I carabinieri hanno “passato al setaccio” i comuni di Aci Sant’Antonio, Valverde e Aci Catena con l’obiettivo di prevenire e reprimere i reati. In prima linea, oltre ai militari delle stazioni locali, anche la Compagnia di Intervento Operativo CIO del 12° Reggimento “Sicilia”, il personale di Enel-Distribuzione e della Guardia di Finanza di Acireale.
In un primo servizio, i carabinieri hanno denunciato un 47enne residente a Valverde per aver realizzato un allaccio abusivo diretto alla rete pubblica. Il tutto pur di non pagare le bollette della luce nel suo studio.
Il danno economico derivante dall’illecito prelievo è attualmente in fase di quantificazione da parte dei tecnici di Enel, che hanno messo in sicurezza l’impianto eliminando l’allaccio fraudolento.

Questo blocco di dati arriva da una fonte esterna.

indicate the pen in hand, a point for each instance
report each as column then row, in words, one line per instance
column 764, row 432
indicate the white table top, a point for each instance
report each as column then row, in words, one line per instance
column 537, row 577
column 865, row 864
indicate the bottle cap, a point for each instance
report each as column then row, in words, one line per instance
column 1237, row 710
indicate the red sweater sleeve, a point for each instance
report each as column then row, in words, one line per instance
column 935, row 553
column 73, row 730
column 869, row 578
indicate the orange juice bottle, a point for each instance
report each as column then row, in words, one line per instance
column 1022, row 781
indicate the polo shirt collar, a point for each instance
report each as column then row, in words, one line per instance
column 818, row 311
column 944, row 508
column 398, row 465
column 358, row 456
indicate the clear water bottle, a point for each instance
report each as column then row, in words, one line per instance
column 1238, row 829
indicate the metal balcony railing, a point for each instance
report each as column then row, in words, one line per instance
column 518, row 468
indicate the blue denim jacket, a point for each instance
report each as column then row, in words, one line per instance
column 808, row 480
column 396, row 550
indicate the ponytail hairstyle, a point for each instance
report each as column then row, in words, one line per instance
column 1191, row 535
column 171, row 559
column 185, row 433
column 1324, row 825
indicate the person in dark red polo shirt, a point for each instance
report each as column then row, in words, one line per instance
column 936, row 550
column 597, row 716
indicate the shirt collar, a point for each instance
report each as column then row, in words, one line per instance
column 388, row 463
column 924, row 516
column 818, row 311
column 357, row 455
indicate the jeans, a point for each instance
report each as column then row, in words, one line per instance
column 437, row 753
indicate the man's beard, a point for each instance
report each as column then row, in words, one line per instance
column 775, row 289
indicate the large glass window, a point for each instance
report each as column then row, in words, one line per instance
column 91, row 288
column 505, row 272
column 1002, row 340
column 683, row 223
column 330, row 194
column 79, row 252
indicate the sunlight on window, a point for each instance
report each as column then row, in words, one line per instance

Oltre al furto di energia elettrica, l’uomo si è beccata la denuncia anche per detenzione di sostanze stupefacenti. Stando a quanto emerge dalla perquisizione, aveva con sé 30 grammi di marijuana.
Il bilancio complessivo dell’operazione mostra che i carabinieri hanno effettuato 6 perquisizioni personali e domiciliari, controllato 38 persone e 18 veicoli.
Sul fronte della sicurezza stradale i militari hanno contestato 9 violazioni al Codice della Strada, tra cui guida senza casco protettivo, guida con il cellulare e mancato utilizzo delle cinture di sicurezza, tutti comportamenti che incidono direttamente sulla sicurezza degli utenti della strada.